[Tribune] Engagement client: après le NPS et le CES... le "LBS"?
Deux scores sont plébiscités pour mesurer le degré de satisfaction à l'égard des marques: le NPS et le CES. Mais ils ne reflètent sans doute pas la dimension émotionnelle propre aux love brands, ni le niveau réel de préférence versus des offres concurrentes. Quel sera le prochain indicateur?
Ah le stylo à encre de la marque américaine Sheaffer. J'ai dû en avoir une demi douzaine. Je ne me suis jamais lassé de contempler sa plume si caractéristique et unique pendant mes années de lycée. Et ma calculette scientifique de Math Sup, ma HP 34C, qu'un oncle m'avait ramenée des États-Unis, retrouvée au fond d'un tiroir. Elle résolvait les équations programmées à plusieurs inconnues. La publicité était remarquable ("f solve... la touche de génie").
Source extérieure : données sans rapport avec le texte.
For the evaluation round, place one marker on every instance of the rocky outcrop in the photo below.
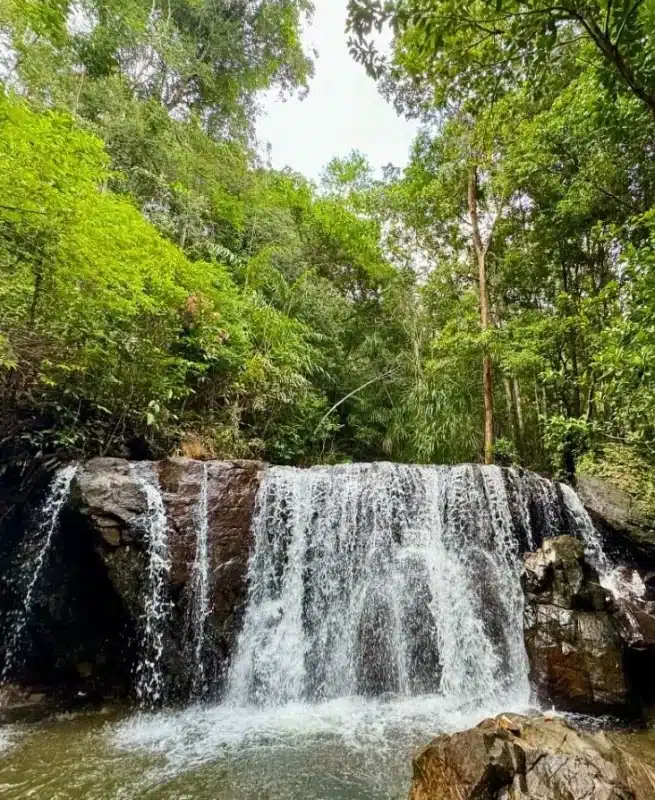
(627, 531)
(521, 758)
(109, 495)
(572, 635)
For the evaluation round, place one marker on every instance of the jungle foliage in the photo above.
(162, 290)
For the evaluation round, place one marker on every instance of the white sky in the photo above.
(342, 112)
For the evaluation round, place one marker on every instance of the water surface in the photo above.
(346, 749)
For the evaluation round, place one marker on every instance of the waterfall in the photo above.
(33, 565)
(612, 578)
(380, 578)
(149, 669)
(200, 603)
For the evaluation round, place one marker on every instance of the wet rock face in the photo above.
(521, 758)
(107, 493)
(627, 532)
(572, 636)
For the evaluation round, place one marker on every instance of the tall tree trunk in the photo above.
(507, 383)
(519, 411)
(487, 371)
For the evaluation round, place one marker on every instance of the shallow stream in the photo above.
(346, 749)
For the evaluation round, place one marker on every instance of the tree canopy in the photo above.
(162, 290)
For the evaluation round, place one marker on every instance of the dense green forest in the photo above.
(163, 290)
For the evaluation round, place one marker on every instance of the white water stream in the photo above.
(40, 544)
(200, 602)
(384, 607)
(150, 678)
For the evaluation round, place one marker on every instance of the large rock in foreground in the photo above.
(521, 758)
(572, 636)
(628, 532)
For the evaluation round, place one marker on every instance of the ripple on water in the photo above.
(346, 748)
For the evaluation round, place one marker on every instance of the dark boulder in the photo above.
(529, 758)
(572, 635)
(628, 532)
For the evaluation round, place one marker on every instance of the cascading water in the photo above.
(149, 669)
(200, 604)
(612, 578)
(384, 608)
(33, 565)
(374, 579)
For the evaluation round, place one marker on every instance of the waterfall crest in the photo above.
(40, 543)
(381, 578)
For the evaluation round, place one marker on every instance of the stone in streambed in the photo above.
(524, 758)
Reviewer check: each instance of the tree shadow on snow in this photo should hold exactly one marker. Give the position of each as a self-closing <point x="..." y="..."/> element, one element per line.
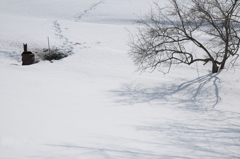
<point x="201" y="93"/>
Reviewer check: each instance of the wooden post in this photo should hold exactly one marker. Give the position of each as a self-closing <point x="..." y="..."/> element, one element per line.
<point x="25" y="47"/>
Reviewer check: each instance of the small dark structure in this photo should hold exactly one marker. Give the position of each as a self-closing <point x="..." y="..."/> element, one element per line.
<point x="28" y="57"/>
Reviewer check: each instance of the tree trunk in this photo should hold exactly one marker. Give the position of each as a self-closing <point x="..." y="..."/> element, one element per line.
<point x="214" y="67"/>
<point x="223" y="63"/>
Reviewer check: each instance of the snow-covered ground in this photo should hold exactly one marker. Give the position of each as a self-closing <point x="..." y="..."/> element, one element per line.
<point x="93" y="104"/>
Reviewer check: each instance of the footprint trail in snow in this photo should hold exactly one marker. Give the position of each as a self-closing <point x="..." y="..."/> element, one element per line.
<point x="67" y="46"/>
<point x="79" y="16"/>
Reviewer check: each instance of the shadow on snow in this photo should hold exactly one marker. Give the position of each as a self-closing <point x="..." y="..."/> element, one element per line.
<point x="201" y="93"/>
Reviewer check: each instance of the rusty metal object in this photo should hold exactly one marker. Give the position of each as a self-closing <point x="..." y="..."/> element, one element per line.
<point x="28" y="57"/>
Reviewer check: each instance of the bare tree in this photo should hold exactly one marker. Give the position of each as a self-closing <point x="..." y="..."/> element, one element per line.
<point x="188" y="31"/>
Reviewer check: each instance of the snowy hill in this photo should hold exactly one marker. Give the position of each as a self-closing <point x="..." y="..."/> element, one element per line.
<point x="93" y="104"/>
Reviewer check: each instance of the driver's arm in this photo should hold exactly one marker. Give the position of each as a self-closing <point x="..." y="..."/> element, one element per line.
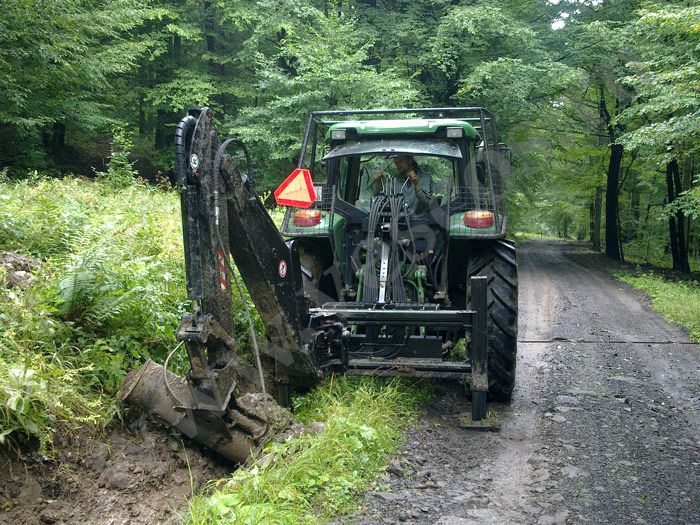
<point x="377" y="186"/>
<point x="423" y="185"/>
Quelle tristesse de ne pas parvenir à la refaire fonctionner.
Pourquoi ai-je revendu en 1998 la VW GOLFII GTI2 gris métallisé que j'avais acheté d'occasion 11 ans plus tôt? Quelle auto! J'aurais dû me débrouiller pour la conserver. Le petit traiteur "Le Villefranchois", qui était Place Monge il y a une trentaine d'années? Je n'ai jamais retrouvé l'équivalent de ses plats mijotés. Et où donc a disparu l'ancienne patronne du restaurant/salon de thé bio, Simple, qui sévissait rue du Cherche Midi (ok j'avoue, c'est bobo)? Où l'on pouvait déguster de délicieux jus détox, des plats succulents et des pâtisseries fort légères à tomber? La propriétaire a cédé son affaire en 2019 et a disparu de la circulation sans laisser de trace sur Internet (je fais un appel à témoin...).
Je suis prêt à faire 40 km aller-retour pour aller chercher du pain (la fameuse baguette au miel) et des croissants à la boulangerie Tartines & Gourmandises, rue Froide à Caen. Moi qui suis consommateur compulsif de revue de presse, si, du jour au lendemain, l'appli CAFEYN (kiosque à journaux en ligne) disparaissait de ma tablette, je serais désemparé! Vous l'avez compris, je commence à lister ainsi des produits, services ou biens, qui sont mes madeleines de Proust ou futures madeleines s'ils venaient à disparaître.
Les fameuses love brands
Ils relèvent tous de ce qu'il est convenu d'appeler les love brands. Ces marques qui ont développé une relation affective puissante, voire "amoureuse" avec leurs clients. Ces marques qui ont pour vous un supplément d'âme, un apport émotionnel bien supérieur aux notions de "fidélisation" ou "d'expérience client".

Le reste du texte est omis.